A rebooted FPS is now completely free thanks to Blizzard Entertainment


Overwatch 2 - Doomfist

Screengrab via YouTube

After six years of high-octane combat, a cartoon world that could make Pixar jealous, and countless hearts touched all over the world, the original Overwatch has finally been put to bed.

But fear not; the beloved competitive shooter is already back in a big way, this time in the form of its sequel/reboot, Overwatch 2. Following up a first-person shooter that managed to snag a Game of the Year award will be a tough act to follow, but with Overwatch 2 aiming to usher in a sensational plethora of content in what’s being dubbed as a brand new era for the game, Blizzard Entertainment seems confident that it’s up to the task.
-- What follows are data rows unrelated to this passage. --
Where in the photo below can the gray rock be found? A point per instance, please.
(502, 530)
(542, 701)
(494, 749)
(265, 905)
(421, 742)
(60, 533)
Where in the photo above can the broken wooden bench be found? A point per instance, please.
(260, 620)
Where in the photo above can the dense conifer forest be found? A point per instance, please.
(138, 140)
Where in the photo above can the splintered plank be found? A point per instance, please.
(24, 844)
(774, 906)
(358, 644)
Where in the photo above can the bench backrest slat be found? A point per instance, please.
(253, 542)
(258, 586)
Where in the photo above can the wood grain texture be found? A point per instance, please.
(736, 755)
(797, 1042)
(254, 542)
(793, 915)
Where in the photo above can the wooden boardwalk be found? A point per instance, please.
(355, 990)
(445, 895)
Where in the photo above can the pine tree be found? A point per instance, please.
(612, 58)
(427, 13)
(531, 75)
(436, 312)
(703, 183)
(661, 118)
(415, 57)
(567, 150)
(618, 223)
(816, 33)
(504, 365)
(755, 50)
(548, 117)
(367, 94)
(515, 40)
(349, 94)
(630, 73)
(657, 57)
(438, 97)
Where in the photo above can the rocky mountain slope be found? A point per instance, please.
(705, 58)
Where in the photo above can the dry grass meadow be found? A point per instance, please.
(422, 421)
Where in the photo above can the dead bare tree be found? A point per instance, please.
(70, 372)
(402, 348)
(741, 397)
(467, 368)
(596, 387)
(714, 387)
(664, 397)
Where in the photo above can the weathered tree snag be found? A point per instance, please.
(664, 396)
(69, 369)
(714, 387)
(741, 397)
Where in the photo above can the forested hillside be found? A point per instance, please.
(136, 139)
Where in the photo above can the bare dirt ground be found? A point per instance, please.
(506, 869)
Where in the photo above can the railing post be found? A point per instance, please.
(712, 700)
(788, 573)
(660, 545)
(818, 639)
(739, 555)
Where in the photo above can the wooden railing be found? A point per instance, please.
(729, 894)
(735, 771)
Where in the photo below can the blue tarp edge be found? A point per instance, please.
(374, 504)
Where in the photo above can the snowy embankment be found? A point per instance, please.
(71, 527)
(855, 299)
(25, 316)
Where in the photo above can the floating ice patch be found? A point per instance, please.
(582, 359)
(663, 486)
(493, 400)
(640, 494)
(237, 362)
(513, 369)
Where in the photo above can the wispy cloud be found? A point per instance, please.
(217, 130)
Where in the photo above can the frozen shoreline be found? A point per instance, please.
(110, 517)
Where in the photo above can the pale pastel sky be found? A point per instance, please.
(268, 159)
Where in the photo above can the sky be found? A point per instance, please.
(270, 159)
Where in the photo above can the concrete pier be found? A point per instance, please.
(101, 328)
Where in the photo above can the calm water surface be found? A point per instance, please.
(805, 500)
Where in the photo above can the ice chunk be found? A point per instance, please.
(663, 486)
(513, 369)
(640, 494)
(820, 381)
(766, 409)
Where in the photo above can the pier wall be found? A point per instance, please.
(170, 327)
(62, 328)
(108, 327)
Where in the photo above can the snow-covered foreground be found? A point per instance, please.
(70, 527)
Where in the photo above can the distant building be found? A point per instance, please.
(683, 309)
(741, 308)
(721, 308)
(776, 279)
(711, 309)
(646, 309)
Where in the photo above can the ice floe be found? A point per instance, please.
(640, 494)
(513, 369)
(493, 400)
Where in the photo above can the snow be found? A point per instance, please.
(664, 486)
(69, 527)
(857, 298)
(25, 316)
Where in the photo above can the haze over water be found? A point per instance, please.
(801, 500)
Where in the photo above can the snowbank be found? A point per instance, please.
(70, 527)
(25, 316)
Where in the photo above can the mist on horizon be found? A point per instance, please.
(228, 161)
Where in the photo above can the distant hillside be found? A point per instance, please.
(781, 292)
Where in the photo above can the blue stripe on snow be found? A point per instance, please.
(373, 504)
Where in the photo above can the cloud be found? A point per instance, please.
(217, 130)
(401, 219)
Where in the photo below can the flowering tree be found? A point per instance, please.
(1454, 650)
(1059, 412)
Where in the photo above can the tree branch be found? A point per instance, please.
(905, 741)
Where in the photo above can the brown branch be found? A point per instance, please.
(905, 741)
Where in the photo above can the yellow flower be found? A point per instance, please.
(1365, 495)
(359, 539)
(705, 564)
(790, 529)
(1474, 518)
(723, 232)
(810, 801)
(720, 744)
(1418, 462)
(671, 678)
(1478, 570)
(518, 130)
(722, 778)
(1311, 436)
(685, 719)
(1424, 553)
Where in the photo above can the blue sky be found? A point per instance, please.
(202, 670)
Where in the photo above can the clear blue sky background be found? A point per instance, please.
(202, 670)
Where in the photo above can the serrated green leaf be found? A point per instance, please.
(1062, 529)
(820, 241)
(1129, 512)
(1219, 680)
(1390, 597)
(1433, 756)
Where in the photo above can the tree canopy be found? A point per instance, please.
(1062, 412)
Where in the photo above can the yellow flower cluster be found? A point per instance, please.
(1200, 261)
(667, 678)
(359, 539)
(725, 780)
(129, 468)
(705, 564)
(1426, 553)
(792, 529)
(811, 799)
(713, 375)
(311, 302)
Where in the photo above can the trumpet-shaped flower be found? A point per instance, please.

This new era includes a hefty overhaul to the game’s monetization philosophy; gone is Overwatch‘s original price tag of $40-60 and the option to pay up real money for a loot box, which granted you a spread of random unlockables and cosmetics. In its place is the free-to-play, ready-to-download Overwatch 2, whose money-making tool lies in its Battle Pass and Shop features.

In short, the Battle Pass is a feature that can be unlocked for a small fee, after which the player can log hours into the game to earn rewards such as heroes, cosmetics, and other customization options for their game and hero roster. One Battle Pass is available per season, with each season lasting about nine weeks. To reap all of the Battle Pass’s rewards, players will have to purchase the Battle Pass each season. A free version of the Battle Pass is also available, but will only offer a fraction of the rewards to be unlocked.

An in-game shop, meanwhile, will rotate different rewards in and out for purchase with in-game currency, offering players a chance to claim rewards they may have missed out on in past seasons.

The new model has drawn its fair share of ire from fans of the original, with most of it leveraged at the locking of new heroes behind the Battle Pass; some argue that the mechanical gameplay elements embodied by the game’s playable heroes, which may or may not make the difference in a match, cannot and should not be put in the same boat as cosmetics.

Nevertheless, Blizzard Entertainment seem confident in Overwatch 2‘s horizon, and we’ll just have to see how their new free-to-play model fairs in the realm of playerbase engagement and morale.